# my chauncey ate a nail- I think!



## chauncey-mommy (Jun 23, 2006)

Yikes! I think my 1 year old little saint ate a small nail. Has anything like this happened to anyone. He's acting normal and eating just fine, I just don't know what to do. I was thinking of waiting a day or two to see if he poops it out or if he starts acting weird I'll take him to the vet for xrays. 
Any comments, suggestions-


----------



## Sandra1961 (Oct 14, 2005)

Yeah i think your acting right on this. If his behaviour doesnt change,then he might just pass it through,but if your really worried,then do what you thinks best.
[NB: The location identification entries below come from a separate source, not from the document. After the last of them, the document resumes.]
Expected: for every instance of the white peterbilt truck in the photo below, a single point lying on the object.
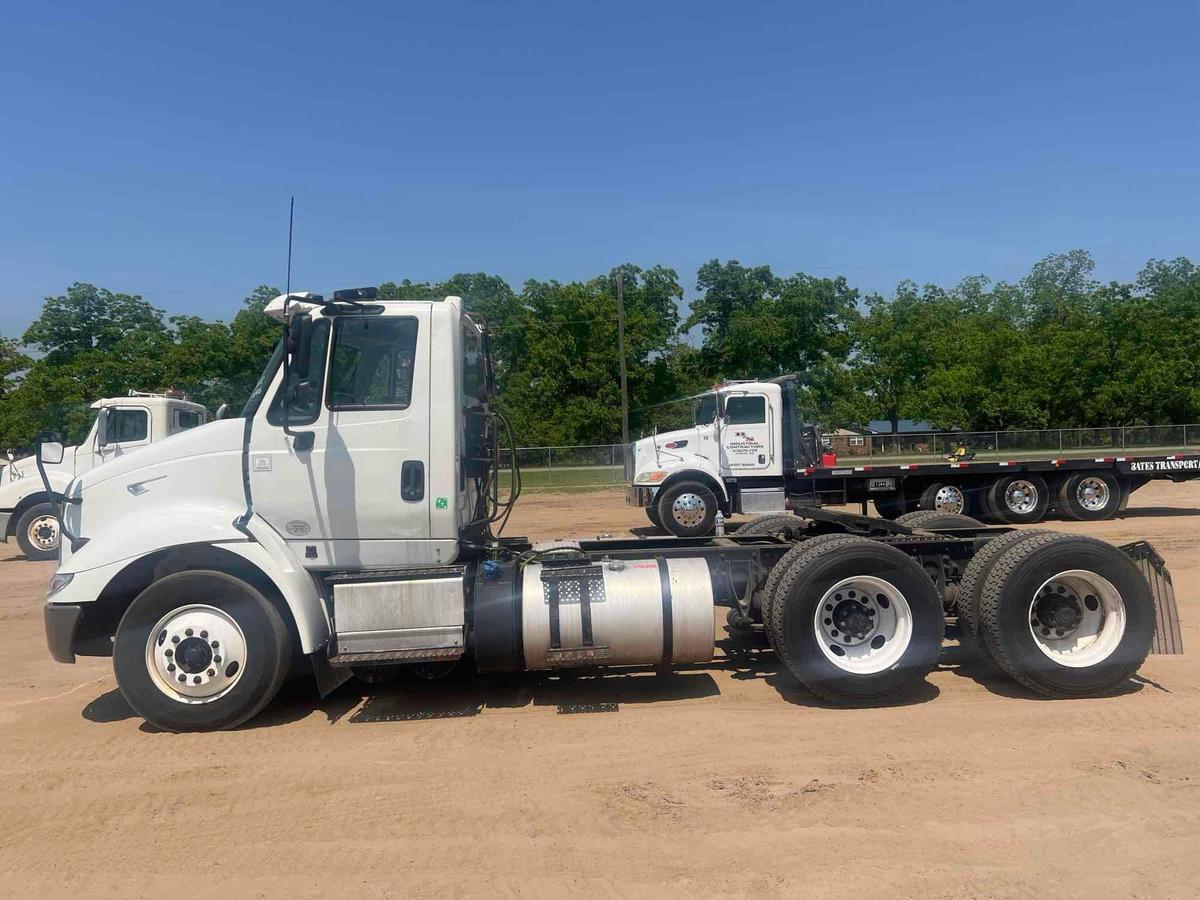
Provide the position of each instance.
(347, 521)
(121, 426)
(749, 451)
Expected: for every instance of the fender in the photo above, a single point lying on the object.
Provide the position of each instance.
(699, 471)
(132, 538)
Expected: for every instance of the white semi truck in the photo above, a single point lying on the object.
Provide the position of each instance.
(121, 426)
(347, 521)
(749, 451)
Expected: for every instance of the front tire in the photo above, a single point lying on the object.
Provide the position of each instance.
(688, 509)
(855, 621)
(199, 651)
(39, 532)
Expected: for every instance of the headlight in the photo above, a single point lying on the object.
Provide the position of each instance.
(59, 581)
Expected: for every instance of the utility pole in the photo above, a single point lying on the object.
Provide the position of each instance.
(621, 349)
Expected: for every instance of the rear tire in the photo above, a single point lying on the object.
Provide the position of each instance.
(1019, 499)
(1067, 616)
(971, 588)
(1090, 496)
(855, 621)
(687, 509)
(204, 622)
(39, 532)
(931, 520)
(653, 515)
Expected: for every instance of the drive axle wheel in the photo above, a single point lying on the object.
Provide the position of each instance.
(855, 621)
(1067, 616)
(199, 651)
(39, 532)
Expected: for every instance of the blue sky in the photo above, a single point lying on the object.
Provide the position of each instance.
(153, 147)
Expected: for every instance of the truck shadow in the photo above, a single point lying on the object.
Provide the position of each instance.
(988, 676)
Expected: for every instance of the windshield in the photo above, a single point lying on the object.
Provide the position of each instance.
(264, 381)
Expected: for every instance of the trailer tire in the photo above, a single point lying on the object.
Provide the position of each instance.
(213, 618)
(885, 599)
(946, 497)
(1090, 496)
(1019, 499)
(930, 520)
(783, 525)
(1067, 616)
(971, 588)
(40, 532)
(688, 509)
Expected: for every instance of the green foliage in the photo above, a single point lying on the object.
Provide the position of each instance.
(1055, 349)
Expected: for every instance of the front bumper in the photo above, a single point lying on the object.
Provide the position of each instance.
(61, 623)
(639, 496)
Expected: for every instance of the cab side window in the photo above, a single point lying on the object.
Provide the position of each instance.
(747, 411)
(127, 426)
(372, 363)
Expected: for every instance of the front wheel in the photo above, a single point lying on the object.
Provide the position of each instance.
(39, 532)
(687, 509)
(199, 651)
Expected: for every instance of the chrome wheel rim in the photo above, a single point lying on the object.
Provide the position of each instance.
(1077, 618)
(43, 533)
(1021, 496)
(863, 624)
(196, 654)
(1092, 493)
(949, 498)
(689, 510)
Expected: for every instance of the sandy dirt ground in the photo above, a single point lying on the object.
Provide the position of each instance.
(721, 779)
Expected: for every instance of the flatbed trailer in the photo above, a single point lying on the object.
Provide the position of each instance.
(1012, 491)
(750, 453)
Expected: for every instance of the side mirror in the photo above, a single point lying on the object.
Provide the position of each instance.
(300, 343)
(51, 453)
(102, 427)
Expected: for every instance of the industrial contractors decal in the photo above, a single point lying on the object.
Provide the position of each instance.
(1164, 465)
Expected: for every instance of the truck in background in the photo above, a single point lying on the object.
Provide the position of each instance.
(121, 426)
(748, 451)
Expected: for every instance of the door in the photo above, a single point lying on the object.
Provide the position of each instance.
(126, 430)
(346, 480)
(747, 438)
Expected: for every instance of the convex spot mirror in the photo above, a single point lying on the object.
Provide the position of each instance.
(51, 451)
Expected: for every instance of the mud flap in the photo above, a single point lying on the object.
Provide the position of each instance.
(1168, 639)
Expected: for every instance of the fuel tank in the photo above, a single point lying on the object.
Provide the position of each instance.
(617, 612)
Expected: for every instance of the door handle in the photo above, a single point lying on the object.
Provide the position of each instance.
(412, 480)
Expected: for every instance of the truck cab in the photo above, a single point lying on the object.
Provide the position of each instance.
(120, 426)
(744, 441)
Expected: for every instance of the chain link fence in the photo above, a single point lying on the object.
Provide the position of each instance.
(598, 466)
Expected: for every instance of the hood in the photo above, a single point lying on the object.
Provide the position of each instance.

My Milo eats EVERYTHING! And i mean..EVERYTHING!
Bits of paper,foil,potato peeling that falls on the floor,even hairballs lol


----------



## Piggiepi (Apr 7, 2006)

Sandra1961 said:


> My Milo eats EVERYTHING! And i mean..EVERYTHING!
> Bits of paper,foil,potato peeling that falls on the floor,even hairballs lol


Oh I hate when Yoshi eats hair.. The other day he had a piece of poop hanging from him by a hair... MY HAIR!! I had to grab it and pull my long hair out of his bum, and I'm sure that didn't feel too good!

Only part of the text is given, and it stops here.